A trois jours de la fin théorique, dimanche, de la trêve au Liban, représentants israéliens et libanais ont repris au département d'Etat des discussions qui doivent durer deux jours.

Malgré l'entrée en vigueur d'un cessez-le-feu le 17 avril, Israël a continué à frapper des cibles du Hezbollah pro-iranien au Liban, tuant plus de 400 personnes, d'après un décompte de l'AFP fondé sur des chiffres officiels.

L'armée israélienne a encore annoncé jeudi de nouvelles frappes visant le Hezbollah pro-iranien dans le sud du pays, après avoir ordonné l'évacuation de huit villages. Selon l'agence de presse libanaise ANI, des bombardements se sont produits dans le sud du pays, au lendemain de raids meurtriers qui ont fait 22 morts.

Dans le nord d'Israël, une attaque de drone du Hezbollah a blessé plusieurs civils, selon l'armée israélienne.

En dépit de la trêve, Israël continue de viser le Hezbollah, le mouvement chiite qui a entraîné le Liban dans la guerre régionale à la suite du déclenchement de l'offensive israélo-américaine contre l'Iran le 28 février.

Le conflit a tué des milliers de personnes, principalement en Iran et au Liban, où les autorités dénombrent plus de 2.800 morts, dont au moins 200 enfants.

Lors de la dernière réunion le 23 avril à Washington entre Israéliens et Libanais, Donald Trump avait annoncé une prolongation de trois semaines de la trêve, et exprimé l'espoir d'un rapprochement historique entre les deux voisins du Proche-Orient.

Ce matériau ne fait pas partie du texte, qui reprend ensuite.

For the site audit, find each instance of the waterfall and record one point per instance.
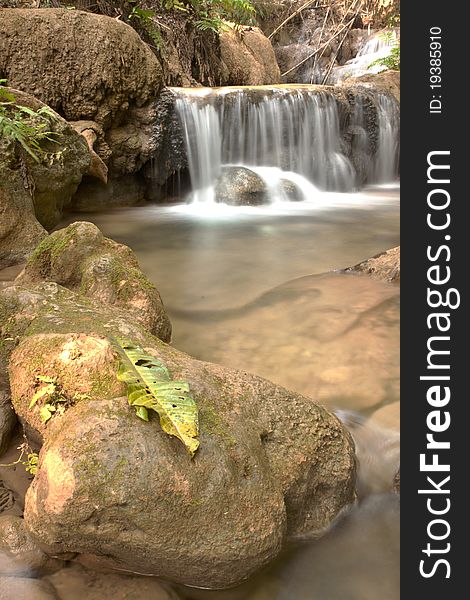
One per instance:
(386, 164)
(376, 47)
(203, 139)
(375, 124)
(286, 143)
(282, 135)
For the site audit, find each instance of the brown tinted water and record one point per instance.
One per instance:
(255, 289)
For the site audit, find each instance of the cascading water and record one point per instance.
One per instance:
(281, 143)
(376, 47)
(375, 146)
(285, 135)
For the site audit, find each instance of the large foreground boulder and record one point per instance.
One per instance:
(272, 465)
(80, 258)
(20, 556)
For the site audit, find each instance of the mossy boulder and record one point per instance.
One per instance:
(272, 465)
(20, 556)
(240, 186)
(81, 259)
(80, 368)
(33, 193)
(83, 65)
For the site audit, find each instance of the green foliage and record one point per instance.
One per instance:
(32, 458)
(149, 387)
(215, 15)
(24, 126)
(31, 464)
(392, 60)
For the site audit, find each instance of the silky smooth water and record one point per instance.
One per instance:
(378, 46)
(282, 134)
(256, 289)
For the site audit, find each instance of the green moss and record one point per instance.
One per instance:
(125, 279)
(210, 422)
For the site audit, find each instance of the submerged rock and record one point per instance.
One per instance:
(20, 556)
(384, 266)
(272, 465)
(240, 186)
(93, 585)
(81, 259)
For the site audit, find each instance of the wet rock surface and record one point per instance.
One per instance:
(272, 465)
(34, 193)
(80, 258)
(239, 186)
(384, 266)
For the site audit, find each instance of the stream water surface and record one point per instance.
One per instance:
(259, 289)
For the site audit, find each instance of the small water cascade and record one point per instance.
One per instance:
(283, 135)
(376, 145)
(268, 144)
(376, 47)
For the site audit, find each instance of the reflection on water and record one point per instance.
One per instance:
(357, 560)
(254, 289)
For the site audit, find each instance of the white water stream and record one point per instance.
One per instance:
(285, 134)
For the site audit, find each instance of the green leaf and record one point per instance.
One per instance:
(149, 387)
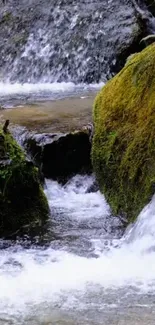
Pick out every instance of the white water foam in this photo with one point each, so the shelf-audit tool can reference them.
(60, 278)
(9, 89)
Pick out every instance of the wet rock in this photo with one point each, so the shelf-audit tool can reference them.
(60, 156)
(123, 144)
(56, 40)
(22, 202)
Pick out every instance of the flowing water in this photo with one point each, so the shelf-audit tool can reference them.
(88, 273)
(84, 270)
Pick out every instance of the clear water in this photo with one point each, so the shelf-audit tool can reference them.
(88, 273)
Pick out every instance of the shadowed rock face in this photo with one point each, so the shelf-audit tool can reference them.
(61, 40)
(60, 156)
(23, 204)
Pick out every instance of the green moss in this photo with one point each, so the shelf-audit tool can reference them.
(22, 200)
(123, 151)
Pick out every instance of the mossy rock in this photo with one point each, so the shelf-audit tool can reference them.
(123, 152)
(22, 200)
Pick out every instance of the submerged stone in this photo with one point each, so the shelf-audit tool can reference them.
(22, 201)
(59, 155)
(123, 151)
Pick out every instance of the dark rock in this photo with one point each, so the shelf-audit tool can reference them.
(22, 202)
(57, 40)
(60, 156)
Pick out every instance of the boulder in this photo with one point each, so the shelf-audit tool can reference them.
(123, 152)
(60, 156)
(22, 200)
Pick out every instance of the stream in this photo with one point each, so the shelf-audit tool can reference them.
(84, 270)
(87, 272)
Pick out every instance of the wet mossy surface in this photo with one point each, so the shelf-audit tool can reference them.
(22, 201)
(123, 152)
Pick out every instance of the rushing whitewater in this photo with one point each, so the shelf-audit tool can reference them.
(85, 267)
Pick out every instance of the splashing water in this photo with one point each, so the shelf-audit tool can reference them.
(88, 266)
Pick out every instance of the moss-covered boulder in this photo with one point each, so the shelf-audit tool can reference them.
(22, 201)
(123, 151)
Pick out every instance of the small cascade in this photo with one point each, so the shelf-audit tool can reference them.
(56, 41)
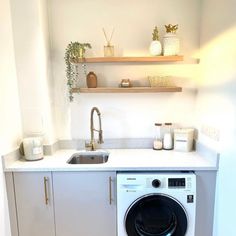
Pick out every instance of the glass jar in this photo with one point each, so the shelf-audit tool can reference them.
(157, 144)
(167, 139)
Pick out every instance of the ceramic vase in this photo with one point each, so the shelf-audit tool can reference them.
(155, 48)
(91, 80)
(171, 45)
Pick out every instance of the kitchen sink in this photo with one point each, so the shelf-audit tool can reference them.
(89, 157)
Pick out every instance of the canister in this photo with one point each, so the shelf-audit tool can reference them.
(183, 139)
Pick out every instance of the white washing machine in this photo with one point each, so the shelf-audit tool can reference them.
(156, 203)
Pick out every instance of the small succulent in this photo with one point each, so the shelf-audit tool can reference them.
(74, 54)
(155, 35)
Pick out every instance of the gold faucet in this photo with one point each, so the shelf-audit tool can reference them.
(91, 145)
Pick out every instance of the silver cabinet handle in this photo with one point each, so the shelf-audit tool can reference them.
(46, 190)
(110, 190)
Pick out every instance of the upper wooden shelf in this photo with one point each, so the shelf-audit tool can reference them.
(132, 59)
(128, 90)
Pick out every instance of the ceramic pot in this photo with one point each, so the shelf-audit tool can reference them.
(155, 48)
(91, 80)
(171, 45)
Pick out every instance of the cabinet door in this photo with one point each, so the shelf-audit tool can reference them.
(34, 203)
(85, 203)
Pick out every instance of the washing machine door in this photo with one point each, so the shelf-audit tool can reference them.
(156, 215)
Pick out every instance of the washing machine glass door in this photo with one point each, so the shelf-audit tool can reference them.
(156, 215)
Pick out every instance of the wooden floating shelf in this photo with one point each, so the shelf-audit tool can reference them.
(132, 59)
(127, 90)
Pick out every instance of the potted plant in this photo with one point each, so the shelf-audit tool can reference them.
(155, 48)
(171, 42)
(74, 54)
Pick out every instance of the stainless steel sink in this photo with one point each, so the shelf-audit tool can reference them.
(89, 157)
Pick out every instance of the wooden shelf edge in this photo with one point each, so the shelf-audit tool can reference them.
(127, 90)
(132, 59)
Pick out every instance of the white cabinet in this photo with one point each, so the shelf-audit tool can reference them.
(85, 203)
(34, 203)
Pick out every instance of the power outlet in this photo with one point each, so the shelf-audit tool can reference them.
(211, 132)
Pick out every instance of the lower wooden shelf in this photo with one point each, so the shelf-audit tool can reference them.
(127, 90)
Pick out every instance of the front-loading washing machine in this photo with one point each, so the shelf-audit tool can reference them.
(156, 203)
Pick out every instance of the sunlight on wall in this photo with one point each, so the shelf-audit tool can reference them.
(218, 59)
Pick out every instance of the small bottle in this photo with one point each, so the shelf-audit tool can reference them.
(167, 140)
(157, 143)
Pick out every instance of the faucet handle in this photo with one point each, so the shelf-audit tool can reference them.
(90, 146)
(100, 140)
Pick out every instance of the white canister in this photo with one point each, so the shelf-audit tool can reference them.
(183, 139)
(155, 48)
(32, 148)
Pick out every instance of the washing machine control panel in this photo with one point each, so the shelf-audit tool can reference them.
(156, 183)
(176, 182)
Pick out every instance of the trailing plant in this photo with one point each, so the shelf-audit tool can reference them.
(74, 54)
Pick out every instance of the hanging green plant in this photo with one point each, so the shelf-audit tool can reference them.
(74, 53)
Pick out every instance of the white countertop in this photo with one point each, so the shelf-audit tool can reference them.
(120, 160)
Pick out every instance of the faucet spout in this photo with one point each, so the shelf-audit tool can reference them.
(91, 145)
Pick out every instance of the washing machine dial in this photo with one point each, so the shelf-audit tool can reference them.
(156, 183)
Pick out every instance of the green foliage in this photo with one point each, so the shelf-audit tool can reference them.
(74, 53)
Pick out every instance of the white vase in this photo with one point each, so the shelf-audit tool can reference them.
(155, 48)
(171, 45)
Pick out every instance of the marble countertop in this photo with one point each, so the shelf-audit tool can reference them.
(119, 160)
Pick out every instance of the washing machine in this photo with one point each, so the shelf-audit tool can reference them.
(156, 203)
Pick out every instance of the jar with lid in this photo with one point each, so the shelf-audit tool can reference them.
(167, 139)
(157, 143)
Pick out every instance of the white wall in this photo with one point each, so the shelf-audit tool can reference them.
(32, 47)
(10, 117)
(216, 102)
(124, 115)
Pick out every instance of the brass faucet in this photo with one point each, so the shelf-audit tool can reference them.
(91, 145)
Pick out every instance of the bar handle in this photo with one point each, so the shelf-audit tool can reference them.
(46, 190)
(110, 190)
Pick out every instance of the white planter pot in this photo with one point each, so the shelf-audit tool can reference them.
(155, 48)
(171, 45)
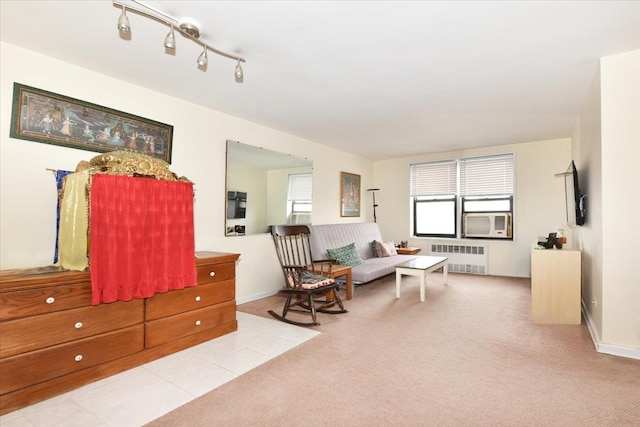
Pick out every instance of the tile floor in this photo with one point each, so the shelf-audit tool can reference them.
(140, 395)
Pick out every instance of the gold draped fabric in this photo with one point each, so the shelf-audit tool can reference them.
(74, 221)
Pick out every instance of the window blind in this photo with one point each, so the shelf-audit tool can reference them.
(491, 175)
(300, 187)
(433, 179)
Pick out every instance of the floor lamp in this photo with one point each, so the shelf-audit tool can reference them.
(373, 192)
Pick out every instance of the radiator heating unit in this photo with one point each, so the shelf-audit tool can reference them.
(470, 259)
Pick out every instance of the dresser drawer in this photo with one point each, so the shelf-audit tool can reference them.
(37, 366)
(180, 301)
(170, 328)
(209, 273)
(14, 305)
(23, 335)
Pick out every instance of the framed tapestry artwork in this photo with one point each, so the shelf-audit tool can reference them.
(349, 194)
(50, 118)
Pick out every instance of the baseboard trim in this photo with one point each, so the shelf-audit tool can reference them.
(614, 350)
(255, 297)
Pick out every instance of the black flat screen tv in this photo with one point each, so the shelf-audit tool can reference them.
(576, 210)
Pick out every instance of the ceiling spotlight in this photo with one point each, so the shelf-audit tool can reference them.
(188, 28)
(239, 73)
(170, 40)
(123, 21)
(202, 59)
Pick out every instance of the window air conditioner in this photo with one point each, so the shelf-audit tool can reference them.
(493, 225)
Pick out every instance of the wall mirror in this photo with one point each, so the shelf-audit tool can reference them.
(264, 188)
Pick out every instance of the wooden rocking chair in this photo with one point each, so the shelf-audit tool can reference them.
(303, 276)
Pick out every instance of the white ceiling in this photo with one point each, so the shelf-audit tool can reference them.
(380, 79)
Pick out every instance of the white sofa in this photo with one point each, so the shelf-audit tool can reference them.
(332, 236)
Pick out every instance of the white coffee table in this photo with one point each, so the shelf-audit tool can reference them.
(420, 266)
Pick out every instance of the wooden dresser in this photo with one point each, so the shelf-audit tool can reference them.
(53, 340)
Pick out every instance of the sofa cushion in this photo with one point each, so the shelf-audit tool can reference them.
(385, 249)
(374, 249)
(345, 255)
(327, 236)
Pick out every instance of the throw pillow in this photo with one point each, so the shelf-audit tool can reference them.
(346, 255)
(386, 249)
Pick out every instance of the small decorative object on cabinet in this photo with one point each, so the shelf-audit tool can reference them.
(54, 340)
(555, 286)
(407, 250)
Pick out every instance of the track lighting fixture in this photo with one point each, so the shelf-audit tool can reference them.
(239, 73)
(202, 59)
(187, 28)
(170, 40)
(123, 21)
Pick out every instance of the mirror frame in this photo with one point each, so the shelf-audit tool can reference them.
(260, 173)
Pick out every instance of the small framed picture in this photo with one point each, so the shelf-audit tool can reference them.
(50, 118)
(349, 194)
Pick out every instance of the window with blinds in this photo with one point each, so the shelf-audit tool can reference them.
(299, 198)
(453, 195)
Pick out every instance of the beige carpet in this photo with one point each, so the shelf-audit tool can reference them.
(468, 356)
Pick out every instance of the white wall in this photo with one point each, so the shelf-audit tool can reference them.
(28, 192)
(609, 145)
(539, 202)
(620, 77)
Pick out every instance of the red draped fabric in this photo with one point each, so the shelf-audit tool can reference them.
(141, 237)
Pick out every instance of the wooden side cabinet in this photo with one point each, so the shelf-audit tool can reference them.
(556, 286)
(53, 340)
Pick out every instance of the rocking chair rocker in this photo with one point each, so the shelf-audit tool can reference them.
(303, 276)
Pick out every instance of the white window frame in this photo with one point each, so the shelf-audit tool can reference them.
(488, 182)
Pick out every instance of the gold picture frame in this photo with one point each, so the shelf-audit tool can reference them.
(349, 194)
(50, 118)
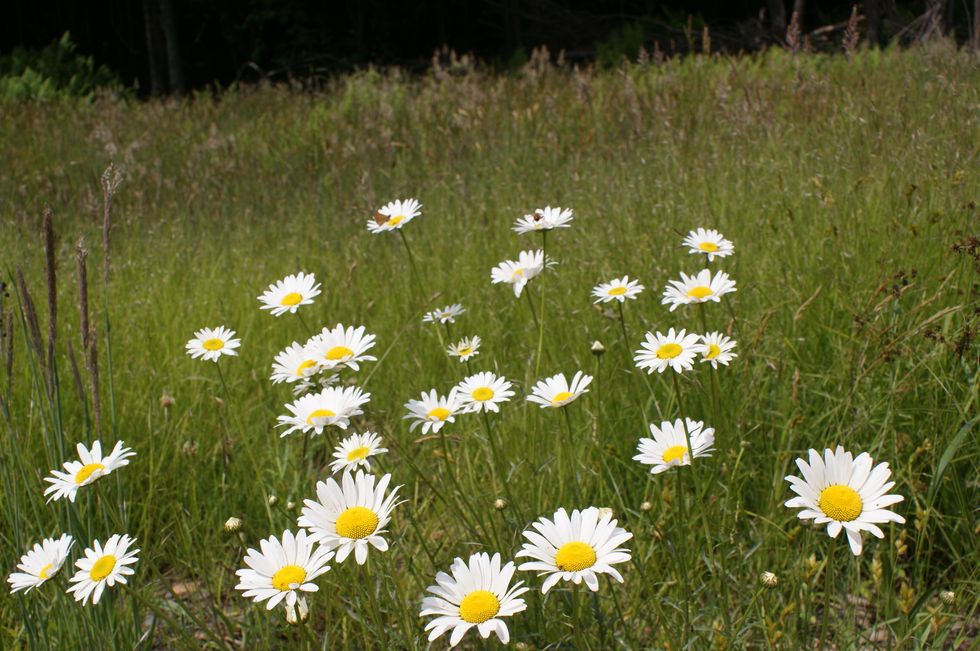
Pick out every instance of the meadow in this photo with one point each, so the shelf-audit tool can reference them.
(849, 186)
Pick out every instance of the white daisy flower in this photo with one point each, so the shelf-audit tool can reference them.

Le président des Etats-Unis avait conjecturé qu'il accueillerait dans l'intervalle à la Maison Blanche le Premier ministre israélien Benjamin Netanyahu et le président libanais Joseph Aoun.

Mais cette rencontre ne s'est pas concrétisée, le chef d'Etat libanais exigeant au préalable un accord sur les questions de sécurité et la fin des attaques israéliennes.